= Liu Qingtang =

Chinese ballet dancer

Liu Qingtang (刘庆棠 (Líu Qìngtáng); 1932 – May 2, 2010) was a Chinese ballet dancer who became famous for playing the role of Hong Changqing in the ballet Red Detachment of Women, one of the eight model plays during the Cultural Revolution. He was elevated to Vice Minister of Culture in 1975.

Liu was born in Gai County, Liaoning Province in 1932. He joined the art troupe of the People's Liberation Army in late 1940s, and after the foundation of the People's Republic of China in 1949, he studied ethnic dances and ballet in Beijing and the Soviet Union.

In 1958, Liu became well known in the ballet circuit in China for his rendition of the prince Ziegfried in Swan Lake.

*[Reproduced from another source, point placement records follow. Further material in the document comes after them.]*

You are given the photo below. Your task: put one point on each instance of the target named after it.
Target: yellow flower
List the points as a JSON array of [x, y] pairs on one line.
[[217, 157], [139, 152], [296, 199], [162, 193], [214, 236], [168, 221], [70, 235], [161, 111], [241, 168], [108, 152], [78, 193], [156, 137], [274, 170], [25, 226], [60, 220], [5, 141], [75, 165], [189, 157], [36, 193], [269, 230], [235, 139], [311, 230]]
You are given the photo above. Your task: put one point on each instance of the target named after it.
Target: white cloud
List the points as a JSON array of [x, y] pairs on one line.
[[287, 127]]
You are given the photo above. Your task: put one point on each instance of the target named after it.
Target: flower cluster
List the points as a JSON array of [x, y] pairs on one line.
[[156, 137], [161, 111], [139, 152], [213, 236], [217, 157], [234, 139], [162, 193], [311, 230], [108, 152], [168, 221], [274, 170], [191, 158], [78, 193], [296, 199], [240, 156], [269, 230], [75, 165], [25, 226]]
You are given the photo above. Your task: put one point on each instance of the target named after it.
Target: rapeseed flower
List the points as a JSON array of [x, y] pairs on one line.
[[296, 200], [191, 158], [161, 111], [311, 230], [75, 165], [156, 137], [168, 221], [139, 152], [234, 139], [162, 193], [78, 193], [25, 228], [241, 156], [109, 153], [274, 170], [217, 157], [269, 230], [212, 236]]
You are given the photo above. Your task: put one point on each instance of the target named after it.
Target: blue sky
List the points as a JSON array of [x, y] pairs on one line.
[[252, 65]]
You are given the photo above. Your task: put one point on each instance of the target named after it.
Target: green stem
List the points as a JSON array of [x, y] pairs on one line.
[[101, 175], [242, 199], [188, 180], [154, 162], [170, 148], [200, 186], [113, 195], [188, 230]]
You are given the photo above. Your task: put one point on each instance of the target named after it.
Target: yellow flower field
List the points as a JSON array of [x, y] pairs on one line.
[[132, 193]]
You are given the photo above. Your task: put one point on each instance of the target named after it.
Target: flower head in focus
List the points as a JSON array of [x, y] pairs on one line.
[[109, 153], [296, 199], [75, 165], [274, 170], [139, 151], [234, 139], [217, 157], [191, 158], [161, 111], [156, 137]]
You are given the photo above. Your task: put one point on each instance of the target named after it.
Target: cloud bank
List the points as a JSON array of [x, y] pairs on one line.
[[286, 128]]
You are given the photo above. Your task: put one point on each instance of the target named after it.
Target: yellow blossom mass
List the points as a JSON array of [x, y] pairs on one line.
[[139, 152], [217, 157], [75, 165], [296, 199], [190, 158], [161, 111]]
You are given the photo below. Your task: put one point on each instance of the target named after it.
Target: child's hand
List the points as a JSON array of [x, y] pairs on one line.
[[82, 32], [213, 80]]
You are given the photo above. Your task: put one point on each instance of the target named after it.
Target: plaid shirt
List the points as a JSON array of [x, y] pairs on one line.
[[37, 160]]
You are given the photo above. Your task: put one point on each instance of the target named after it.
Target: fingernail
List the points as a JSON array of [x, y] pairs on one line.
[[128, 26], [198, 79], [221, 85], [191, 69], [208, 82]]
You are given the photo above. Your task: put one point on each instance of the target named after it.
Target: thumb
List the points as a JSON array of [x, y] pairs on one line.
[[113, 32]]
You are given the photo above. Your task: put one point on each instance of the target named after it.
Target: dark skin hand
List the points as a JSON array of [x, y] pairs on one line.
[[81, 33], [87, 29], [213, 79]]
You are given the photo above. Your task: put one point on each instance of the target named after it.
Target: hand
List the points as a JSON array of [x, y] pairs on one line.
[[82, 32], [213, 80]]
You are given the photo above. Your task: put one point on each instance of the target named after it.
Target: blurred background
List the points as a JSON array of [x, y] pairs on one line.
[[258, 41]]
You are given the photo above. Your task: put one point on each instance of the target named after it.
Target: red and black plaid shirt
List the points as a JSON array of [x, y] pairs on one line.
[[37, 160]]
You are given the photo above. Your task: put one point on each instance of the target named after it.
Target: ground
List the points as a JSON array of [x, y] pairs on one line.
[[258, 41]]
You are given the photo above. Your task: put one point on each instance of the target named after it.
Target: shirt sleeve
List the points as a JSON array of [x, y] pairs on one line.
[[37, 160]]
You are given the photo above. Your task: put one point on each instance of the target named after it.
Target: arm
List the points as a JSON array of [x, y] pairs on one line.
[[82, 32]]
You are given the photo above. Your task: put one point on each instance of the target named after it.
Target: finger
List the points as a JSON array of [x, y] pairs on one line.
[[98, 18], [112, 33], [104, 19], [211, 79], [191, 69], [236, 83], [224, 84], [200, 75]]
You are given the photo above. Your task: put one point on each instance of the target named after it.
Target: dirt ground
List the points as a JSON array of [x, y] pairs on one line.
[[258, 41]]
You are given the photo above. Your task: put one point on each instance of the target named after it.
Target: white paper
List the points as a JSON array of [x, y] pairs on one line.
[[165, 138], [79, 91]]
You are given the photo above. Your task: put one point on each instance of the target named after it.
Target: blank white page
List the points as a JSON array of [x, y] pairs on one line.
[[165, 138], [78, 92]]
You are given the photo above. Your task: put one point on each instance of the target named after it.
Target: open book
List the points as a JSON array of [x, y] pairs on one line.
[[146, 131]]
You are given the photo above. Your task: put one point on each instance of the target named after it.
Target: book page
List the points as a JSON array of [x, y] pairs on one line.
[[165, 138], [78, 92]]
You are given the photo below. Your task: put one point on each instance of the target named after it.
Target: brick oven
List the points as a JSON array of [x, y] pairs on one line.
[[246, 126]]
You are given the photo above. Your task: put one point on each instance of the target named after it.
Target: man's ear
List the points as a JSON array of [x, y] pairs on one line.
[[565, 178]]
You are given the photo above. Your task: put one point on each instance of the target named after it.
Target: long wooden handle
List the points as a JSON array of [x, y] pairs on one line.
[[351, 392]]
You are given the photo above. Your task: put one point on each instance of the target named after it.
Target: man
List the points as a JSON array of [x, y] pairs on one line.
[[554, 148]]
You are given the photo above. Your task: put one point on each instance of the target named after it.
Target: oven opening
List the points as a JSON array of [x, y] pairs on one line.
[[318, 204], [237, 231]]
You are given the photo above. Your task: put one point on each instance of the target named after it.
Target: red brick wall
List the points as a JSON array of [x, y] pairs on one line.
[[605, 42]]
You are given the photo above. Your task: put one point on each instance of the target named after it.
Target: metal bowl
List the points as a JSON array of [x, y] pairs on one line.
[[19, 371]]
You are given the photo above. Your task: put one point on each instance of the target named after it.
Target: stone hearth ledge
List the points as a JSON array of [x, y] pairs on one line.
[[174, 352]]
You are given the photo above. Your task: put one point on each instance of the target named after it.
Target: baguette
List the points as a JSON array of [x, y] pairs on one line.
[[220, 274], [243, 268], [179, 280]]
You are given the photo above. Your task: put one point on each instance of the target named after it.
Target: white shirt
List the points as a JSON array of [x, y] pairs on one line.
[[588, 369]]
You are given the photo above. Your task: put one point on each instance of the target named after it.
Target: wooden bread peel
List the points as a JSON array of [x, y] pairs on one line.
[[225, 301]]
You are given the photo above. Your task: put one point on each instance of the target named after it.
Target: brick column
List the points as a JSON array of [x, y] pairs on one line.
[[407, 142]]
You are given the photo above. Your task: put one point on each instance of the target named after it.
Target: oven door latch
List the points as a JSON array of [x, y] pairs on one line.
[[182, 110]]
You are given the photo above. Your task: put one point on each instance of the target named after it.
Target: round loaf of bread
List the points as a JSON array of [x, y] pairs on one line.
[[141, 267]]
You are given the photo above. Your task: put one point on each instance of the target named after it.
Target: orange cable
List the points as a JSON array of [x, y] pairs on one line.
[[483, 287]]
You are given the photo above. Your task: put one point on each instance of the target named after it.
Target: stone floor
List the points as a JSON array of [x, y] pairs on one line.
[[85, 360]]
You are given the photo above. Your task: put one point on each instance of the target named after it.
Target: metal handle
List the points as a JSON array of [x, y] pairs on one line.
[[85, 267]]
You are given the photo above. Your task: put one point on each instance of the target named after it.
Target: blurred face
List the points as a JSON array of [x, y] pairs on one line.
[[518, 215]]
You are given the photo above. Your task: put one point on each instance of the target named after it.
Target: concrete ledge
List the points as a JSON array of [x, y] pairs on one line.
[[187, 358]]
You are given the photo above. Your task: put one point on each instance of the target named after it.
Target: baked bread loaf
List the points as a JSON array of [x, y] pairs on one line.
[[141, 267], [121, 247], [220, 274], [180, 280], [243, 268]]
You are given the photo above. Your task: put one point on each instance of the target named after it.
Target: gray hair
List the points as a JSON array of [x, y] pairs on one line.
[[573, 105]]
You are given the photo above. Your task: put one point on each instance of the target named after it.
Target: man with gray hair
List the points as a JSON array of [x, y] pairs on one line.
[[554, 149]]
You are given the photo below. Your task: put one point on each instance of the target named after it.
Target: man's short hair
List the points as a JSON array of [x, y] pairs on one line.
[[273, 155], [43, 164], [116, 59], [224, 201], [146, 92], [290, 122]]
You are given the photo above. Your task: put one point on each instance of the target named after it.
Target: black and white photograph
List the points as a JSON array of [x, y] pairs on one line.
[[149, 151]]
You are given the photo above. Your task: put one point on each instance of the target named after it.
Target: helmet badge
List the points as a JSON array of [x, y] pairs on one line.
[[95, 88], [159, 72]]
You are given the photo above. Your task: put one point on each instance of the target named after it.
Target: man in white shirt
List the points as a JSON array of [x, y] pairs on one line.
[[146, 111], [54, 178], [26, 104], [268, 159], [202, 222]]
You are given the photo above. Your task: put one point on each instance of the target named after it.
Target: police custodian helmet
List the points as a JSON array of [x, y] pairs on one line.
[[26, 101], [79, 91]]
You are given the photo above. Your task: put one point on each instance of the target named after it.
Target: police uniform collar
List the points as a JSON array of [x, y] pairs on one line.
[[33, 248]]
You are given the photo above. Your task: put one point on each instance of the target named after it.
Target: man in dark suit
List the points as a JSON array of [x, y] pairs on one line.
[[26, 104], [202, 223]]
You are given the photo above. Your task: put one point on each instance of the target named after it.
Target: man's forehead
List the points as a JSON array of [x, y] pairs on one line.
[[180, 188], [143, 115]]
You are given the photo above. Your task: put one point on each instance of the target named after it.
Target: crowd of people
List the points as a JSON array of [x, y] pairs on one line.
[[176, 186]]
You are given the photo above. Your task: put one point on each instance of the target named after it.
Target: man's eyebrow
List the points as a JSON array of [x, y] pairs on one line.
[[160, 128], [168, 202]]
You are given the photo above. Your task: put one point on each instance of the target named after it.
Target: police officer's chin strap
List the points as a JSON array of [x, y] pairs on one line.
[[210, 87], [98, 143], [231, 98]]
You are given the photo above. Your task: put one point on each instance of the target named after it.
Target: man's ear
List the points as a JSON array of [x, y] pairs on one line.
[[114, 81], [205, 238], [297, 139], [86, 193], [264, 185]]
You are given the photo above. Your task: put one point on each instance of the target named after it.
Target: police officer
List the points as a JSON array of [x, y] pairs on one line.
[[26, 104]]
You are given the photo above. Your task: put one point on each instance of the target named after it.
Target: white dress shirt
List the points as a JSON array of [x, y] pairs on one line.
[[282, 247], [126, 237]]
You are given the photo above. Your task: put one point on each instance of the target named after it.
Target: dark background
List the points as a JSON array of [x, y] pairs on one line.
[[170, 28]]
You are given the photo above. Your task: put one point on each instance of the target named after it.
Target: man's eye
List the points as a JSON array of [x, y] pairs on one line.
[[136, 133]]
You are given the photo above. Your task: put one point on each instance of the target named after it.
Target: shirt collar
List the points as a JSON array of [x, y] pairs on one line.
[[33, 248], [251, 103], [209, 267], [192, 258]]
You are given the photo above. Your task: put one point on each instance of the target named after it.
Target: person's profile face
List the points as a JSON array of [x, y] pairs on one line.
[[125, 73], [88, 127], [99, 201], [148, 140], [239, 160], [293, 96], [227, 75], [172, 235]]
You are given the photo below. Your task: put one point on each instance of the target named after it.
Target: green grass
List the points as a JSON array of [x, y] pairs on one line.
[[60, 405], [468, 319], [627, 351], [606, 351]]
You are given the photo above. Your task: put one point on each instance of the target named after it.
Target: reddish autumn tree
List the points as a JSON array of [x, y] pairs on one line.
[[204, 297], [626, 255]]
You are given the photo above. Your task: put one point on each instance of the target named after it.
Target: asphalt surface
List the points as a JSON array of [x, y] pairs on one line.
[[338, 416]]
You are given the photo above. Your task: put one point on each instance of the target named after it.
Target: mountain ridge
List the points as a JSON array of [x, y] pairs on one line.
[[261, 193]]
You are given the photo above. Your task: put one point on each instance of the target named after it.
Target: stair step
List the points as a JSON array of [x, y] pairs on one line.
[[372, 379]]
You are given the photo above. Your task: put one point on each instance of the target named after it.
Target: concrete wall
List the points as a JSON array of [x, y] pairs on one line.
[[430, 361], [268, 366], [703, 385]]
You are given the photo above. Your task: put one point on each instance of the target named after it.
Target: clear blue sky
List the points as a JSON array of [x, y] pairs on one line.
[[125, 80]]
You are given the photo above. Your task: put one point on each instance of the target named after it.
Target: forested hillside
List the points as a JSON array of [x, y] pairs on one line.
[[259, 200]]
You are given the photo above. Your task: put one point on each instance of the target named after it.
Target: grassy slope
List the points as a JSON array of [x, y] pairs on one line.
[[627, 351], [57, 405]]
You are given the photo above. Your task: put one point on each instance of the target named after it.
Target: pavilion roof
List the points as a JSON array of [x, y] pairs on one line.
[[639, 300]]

In 1964, Liu was cast as Hong Changqing in Red Detachment of Women. This was a task of more politics than of art, as this work was under the auspices and supervision of Jiang Qing, wife of Mao Zedong. The film version of the ballet was released in 1971, and Liu became a household name.

His prominent quality as a ballet dancer and his political savvy enabled him to make leaps and bounds in his political career as well. In February, 1976, Liu was nominated by Jiang Qing and Zhang Chunqiao for the vice minister of the Ministry of Culture.

In the early part of the 21st century, Liu Qingtang returned to Beijing and opened a ballet school there. He died in 2010.